L’imminente Decreto Crescita potrebbe essere la risposta di Governo alle critiche di Confindustria e all’allarme del suo centro studi sulla mancanza di crescita economica nel Paese (stime al ribasso di 0,9 punti), dove pesano soprattutto la scarsa domanda interna, il calo degli investimenti privati (-2,5%, Costruzioni escluse), la mancanza di fiducia sui mercati.
Anche lo spettro dell’aumento IVA nel 2020 non aiuta. Nè l’indebitamento in crescita della PA. Il timore è che una manovra correttiva sia inevitabile.
=> Stima rincari con aumento IVA
A deprimere gli animi, anche i nuovi dati sull’andamento delle retribuzioni, che vedono l’Italia elargire stipendi più bassi di dieci anni fa (elaborazione dati: ETUI – European Trade Union Institute), dove nel periodo 2009-2019 i salari si sono ridotti del 2% (pur considerando l’inflazione).
L’Italia, tra l’altro, è un Paese dove esistono anche forti gap retributivi su base geografica, dove al Sud si paga lo scotto di una endemica mancanza di politiche di crescita di lungo periodo.

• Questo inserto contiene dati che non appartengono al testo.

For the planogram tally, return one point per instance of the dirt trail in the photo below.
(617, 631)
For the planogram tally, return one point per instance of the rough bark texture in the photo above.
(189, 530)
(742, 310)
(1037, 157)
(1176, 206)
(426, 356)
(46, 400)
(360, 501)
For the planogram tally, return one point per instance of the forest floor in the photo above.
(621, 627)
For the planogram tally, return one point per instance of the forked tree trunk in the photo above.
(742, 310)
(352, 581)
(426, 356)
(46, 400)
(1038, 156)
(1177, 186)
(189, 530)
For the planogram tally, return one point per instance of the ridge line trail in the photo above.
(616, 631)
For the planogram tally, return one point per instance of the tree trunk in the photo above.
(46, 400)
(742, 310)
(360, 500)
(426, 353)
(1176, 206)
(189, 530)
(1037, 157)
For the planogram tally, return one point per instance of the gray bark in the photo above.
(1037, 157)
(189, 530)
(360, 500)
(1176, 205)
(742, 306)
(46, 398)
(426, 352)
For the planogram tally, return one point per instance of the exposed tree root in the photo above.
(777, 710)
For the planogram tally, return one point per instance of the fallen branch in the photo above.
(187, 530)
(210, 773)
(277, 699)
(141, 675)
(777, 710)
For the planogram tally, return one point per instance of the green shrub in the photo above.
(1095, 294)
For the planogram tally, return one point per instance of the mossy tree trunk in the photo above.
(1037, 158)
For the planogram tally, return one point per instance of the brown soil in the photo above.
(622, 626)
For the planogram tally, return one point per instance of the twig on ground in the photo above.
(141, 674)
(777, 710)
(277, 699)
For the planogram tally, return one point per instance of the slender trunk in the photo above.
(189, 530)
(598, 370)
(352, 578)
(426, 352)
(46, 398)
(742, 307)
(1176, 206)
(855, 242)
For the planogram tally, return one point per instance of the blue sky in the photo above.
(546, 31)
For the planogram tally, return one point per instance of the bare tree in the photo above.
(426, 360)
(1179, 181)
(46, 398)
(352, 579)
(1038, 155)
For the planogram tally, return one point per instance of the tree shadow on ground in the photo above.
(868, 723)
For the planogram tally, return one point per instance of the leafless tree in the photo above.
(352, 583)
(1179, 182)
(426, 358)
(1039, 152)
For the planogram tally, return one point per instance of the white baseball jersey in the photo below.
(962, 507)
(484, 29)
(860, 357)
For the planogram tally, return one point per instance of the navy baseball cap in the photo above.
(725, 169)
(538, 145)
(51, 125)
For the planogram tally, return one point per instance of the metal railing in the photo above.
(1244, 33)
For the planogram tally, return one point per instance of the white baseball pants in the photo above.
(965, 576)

Basta guardare gli importi delle retribuzioni presi a comparazione dei salari minimi e delle offerte congrue definite a margine dell’istituzione del Reddito di Cittadinanza, che in alcuni casi è più sostanzioso della busta paga media di un impiegato.
Anche dal confronto interno ai settori del comparto pubblico non emergono numeri confortanti. A fronte di regole e blocchi al turnover spesso condivise, esiste un andamento opposto tra le retribuzioni.
Ad esempio, in ambito pubblico il calo si registra soprattutto nel comparto Scuola (-800 euro tra il 2008 e il 2017), mentre sono in crescita gli stipendi nelle agenzie fiscali, nelle forze armate e negli pubblici non economici. Numeri che sembrano riflettere il ruolo chiave (o meno) di certi settori rispetto ad altri nella visione di crescita del Paese così come interpretata dalla politica.